Dr Tijmen Euser (University of Cambridge)Cambridge Fluids Network - fluids-related seminars19 May 2022 11:30amOpen Plan Area, BP Institute, Madingley Rise CB3 0EZLiquid-filled hollow-core photonic crystal fibres (HC-PCF) are excellent optofluidic microreactors in which light propagates in well-defined modes at the centre of a microchannel [1]. They enable efficient photochemistry, photo-switching, and photocatalysis at optical powers that are five orders of magnitude lower than in conventional reactors [1]. In addition, sample volumes in HC-PCF can be as small as a few nL per cm interaction length while meter-long optical paths enable sensitive absorption, fluorescence, and Raman spectroscopy.
In my talk, I will discuss how optofluidic HC-PCF can help improve our understanding of photochemical and electrochemical processes relevant to the green energy transition.
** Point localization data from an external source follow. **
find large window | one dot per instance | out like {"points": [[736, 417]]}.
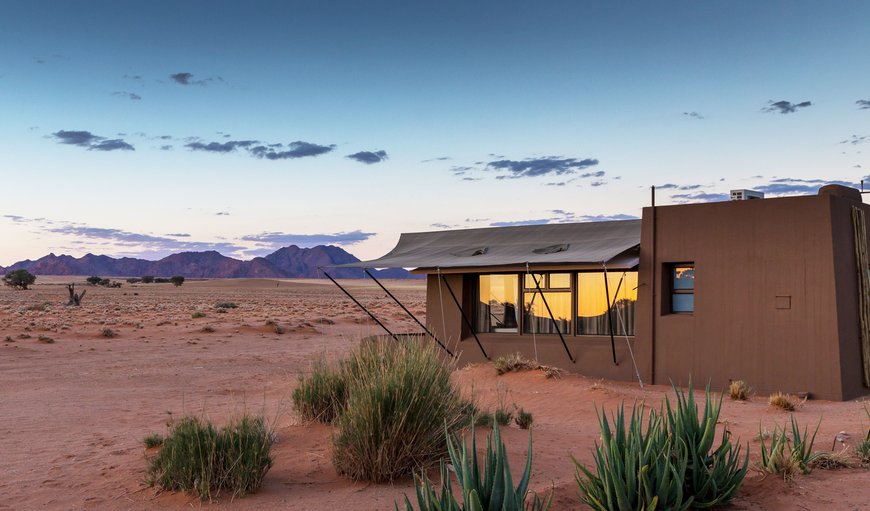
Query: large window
{"points": [[594, 296], [497, 303], [548, 299], [682, 282], [555, 293]]}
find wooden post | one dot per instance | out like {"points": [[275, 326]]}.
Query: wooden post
{"points": [[863, 262]]}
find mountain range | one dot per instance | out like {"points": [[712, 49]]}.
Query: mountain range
{"points": [[287, 262]]}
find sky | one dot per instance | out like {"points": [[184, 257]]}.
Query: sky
{"points": [[149, 128]]}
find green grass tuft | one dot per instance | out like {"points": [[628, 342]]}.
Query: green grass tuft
{"points": [[198, 458]]}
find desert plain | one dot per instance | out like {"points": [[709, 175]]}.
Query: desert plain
{"points": [[80, 387]]}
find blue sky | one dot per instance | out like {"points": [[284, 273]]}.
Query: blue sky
{"points": [[146, 128]]}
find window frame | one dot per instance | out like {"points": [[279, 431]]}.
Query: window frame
{"points": [[673, 290]]}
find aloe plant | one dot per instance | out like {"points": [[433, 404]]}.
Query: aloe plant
{"points": [[640, 468], [489, 487], [712, 478]]}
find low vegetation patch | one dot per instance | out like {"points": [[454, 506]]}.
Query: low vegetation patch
{"points": [[783, 401], [400, 400], [489, 486], [790, 452], [322, 395], [669, 463], [200, 459], [739, 390], [517, 362]]}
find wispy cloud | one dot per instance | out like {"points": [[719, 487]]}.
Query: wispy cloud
{"points": [[785, 107], [369, 157], [682, 198], [128, 95], [281, 239], [90, 141], [186, 78], [258, 149], [534, 167]]}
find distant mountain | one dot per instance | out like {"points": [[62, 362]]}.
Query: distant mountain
{"points": [[287, 262]]}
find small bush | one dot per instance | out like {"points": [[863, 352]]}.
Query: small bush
{"points": [[503, 416], [153, 440], [483, 487], [19, 279], [198, 458], [523, 419], [400, 400], [739, 390], [322, 395], [785, 402]]}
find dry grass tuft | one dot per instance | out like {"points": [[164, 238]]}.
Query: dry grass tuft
{"points": [[834, 460], [783, 401], [739, 390], [517, 362]]}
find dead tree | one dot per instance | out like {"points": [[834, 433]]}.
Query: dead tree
{"points": [[75, 298]]}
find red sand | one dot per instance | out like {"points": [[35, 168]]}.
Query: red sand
{"points": [[74, 412]]}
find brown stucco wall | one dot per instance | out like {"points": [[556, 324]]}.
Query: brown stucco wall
{"points": [[746, 253]]}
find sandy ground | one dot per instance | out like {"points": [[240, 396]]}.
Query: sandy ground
{"points": [[73, 412]]}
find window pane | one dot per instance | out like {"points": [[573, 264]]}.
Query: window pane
{"points": [[497, 305], [560, 281], [529, 279], [683, 302], [592, 303], [683, 277], [537, 320]]}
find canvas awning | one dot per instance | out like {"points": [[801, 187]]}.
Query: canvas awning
{"points": [[535, 245]]}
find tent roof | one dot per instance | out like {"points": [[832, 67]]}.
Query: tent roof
{"points": [[589, 242]]}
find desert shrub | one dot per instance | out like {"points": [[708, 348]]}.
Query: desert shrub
{"points": [[523, 419], [488, 487], [322, 395], [399, 401], [513, 362], [785, 402], [712, 475], [739, 390], [19, 279], [153, 440], [636, 467], [198, 458], [503, 416], [789, 455]]}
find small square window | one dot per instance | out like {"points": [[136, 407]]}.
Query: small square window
{"points": [[682, 291]]}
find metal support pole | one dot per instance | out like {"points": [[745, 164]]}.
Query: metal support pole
{"points": [[361, 306], [408, 312], [464, 317], [553, 319], [609, 316]]}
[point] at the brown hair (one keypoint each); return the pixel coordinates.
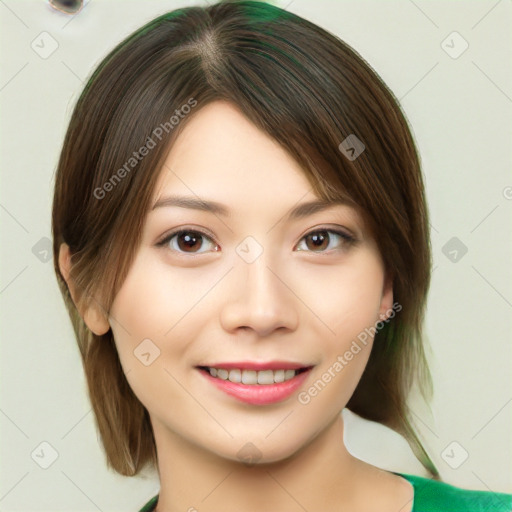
(309, 91)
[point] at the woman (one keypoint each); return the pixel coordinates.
(242, 241)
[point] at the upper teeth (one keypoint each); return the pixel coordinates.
(252, 376)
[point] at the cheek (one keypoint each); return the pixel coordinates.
(346, 299)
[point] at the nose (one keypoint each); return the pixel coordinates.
(259, 298)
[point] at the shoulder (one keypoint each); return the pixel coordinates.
(150, 505)
(435, 496)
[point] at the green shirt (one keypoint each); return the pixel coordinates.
(435, 496)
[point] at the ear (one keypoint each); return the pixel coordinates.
(386, 303)
(94, 316)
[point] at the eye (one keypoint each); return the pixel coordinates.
(321, 239)
(187, 241)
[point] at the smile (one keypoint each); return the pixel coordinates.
(256, 387)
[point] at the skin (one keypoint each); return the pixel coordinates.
(205, 306)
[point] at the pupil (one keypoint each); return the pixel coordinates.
(190, 240)
(319, 239)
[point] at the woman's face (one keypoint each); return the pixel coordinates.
(248, 285)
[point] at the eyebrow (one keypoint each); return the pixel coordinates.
(300, 211)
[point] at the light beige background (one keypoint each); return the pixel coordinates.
(460, 110)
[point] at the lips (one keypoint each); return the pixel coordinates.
(257, 383)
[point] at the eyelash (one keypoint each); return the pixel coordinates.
(348, 240)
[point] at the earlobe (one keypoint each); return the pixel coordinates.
(94, 316)
(386, 304)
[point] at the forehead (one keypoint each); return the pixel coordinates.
(221, 158)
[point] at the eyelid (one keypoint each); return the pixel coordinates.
(348, 237)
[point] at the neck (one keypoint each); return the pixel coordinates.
(320, 476)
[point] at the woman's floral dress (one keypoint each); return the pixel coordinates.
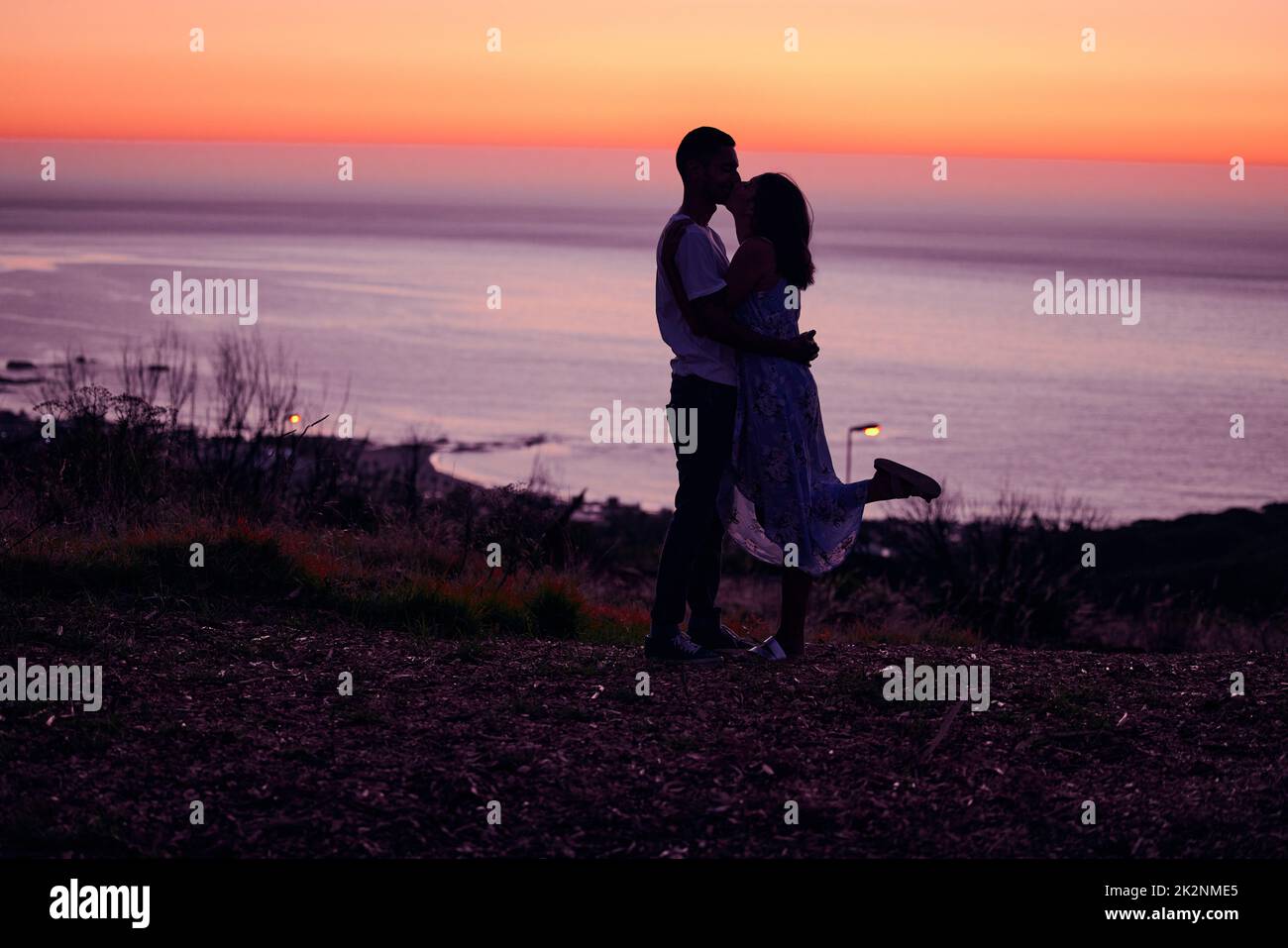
(780, 487)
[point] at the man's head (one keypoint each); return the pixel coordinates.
(707, 163)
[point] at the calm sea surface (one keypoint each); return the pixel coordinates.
(919, 311)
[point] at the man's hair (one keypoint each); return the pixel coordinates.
(700, 145)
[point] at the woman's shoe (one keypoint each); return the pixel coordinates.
(909, 481)
(771, 651)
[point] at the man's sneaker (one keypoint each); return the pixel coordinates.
(678, 649)
(720, 639)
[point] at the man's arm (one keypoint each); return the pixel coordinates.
(712, 316)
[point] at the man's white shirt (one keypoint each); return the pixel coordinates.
(703, 263)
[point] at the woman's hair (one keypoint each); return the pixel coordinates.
(784, 217)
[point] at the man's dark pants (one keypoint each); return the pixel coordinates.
(690, 571)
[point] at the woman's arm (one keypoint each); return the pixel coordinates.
(712, 316)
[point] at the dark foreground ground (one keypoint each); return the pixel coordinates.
(246, 717)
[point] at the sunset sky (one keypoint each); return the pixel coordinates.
(1170, 80)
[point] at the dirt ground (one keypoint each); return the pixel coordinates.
(245, 716)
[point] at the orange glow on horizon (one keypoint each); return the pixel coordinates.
(1168, 81)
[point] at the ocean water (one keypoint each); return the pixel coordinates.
(922, 309)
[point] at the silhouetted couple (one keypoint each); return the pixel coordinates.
(761, 469)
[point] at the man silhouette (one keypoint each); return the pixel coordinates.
(703, 339)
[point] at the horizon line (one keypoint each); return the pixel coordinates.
(536, 146)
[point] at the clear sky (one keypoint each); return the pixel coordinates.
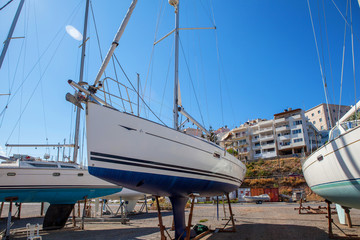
(266, 60)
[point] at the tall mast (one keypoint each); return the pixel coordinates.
(176, 78)
(11, 31)
(77, 123)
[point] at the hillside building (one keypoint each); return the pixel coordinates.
(322, 119)
(291, 131)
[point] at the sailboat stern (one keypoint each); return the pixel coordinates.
(56, 216)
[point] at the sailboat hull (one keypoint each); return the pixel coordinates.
(333, 171)
(148, 157)
(56, 186)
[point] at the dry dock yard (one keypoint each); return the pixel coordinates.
(262, 221)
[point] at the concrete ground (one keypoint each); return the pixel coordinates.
(265, 221)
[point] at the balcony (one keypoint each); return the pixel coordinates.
(284, 146)
(268, 129)
(296, 117)
(255, 131)
(298, 144)
(284, 137)
(280, 120)
(283, 128)
(256, 147)
(266, 137)
(269, 154)
(268, 145)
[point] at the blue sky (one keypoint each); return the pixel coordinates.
(268, 60)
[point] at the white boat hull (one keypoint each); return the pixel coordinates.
(148, 157)
(57, 186)
(333, 171)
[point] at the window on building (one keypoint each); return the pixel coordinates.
(298, 122)
(296, 131)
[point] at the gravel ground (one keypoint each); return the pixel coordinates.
(265, 221)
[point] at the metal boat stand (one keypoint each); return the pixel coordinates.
(310, 210)
(144, 206)
(233, 229)
(9, 224)
(17, 214)
(161, 225)
(1, 208)
(330, 222)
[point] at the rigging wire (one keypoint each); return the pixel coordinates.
(343, 61)
(166, 79)
(153, 47)
(12, 96)
(202, 72)
(322, 50)
(137, 91)
(41, 85)
(192, 82)
(117, 79)
(100, 52)
(220, 63)
(11, 84)
(6, 4)
(218, 59)
(328, 45)
(320, 65)
(353, 60)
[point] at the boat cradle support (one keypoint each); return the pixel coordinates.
(181, 230)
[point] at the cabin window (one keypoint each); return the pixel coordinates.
(334, 133)
(217, 155)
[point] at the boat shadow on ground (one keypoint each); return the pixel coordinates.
(147, 215)
(21, 223)
(271, 231)
(70, 233)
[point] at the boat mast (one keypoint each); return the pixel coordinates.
(114, 44)
(175, 4)
(77, 123)
(11, 31)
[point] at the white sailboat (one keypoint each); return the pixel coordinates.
(143, 155)
(26, 179)
(333, 171)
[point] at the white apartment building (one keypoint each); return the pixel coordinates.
(288, 133)
(322, 119)
(239, 139)
(291, 131)
(263, 139)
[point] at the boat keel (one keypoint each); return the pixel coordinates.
(56, 216)
(178, 206)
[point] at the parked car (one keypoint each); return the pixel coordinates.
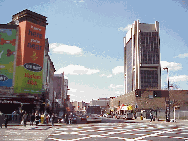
(117, 116)
(73, 118)
(109, 116)
(83, 117)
First, we demonstrate an operando Raman spectroscopy method that tracks the chemistry of liquid electrolytes during battery cycling. An optofluidic hollow-core fibre is integrated into a working Li: ion cell and used to analyse sub-microlitre electrolyte samples at different stages of the charge-discharge cycle by background-free Raman spectroscopy. The observed changes in electrolyte composition are related to the solid electrolyte interphase (SEI) formation and can reveal early signs of battery degradation [2].
Second, we use HC-PCF, connected to microfluidic coupling cells, to optimise photocatalytic “solar-fuel” generation in hybrid colloidal systems that combine molecular catalysts with particulate light absorbers. We focus on carbon-nanodots, one of the most promising light-absorber materials, due to their unique combination of scalability, biocompatibility, water solubility, and stable optical properties [3]. Key to improving their performance in solar catalysis are charge-transfer processes that we investigate and optimise through fibre-based absorption [4], fluorescence [8], and Raman spectroscopy [9].
Finally, I will briefly discuss how holographic spatial light modulation techniques can be used to excite higher-order modes in HC-PCFs, with the aim to selectively probe surface- and bulk processes within optofluidic microreactors [7,8].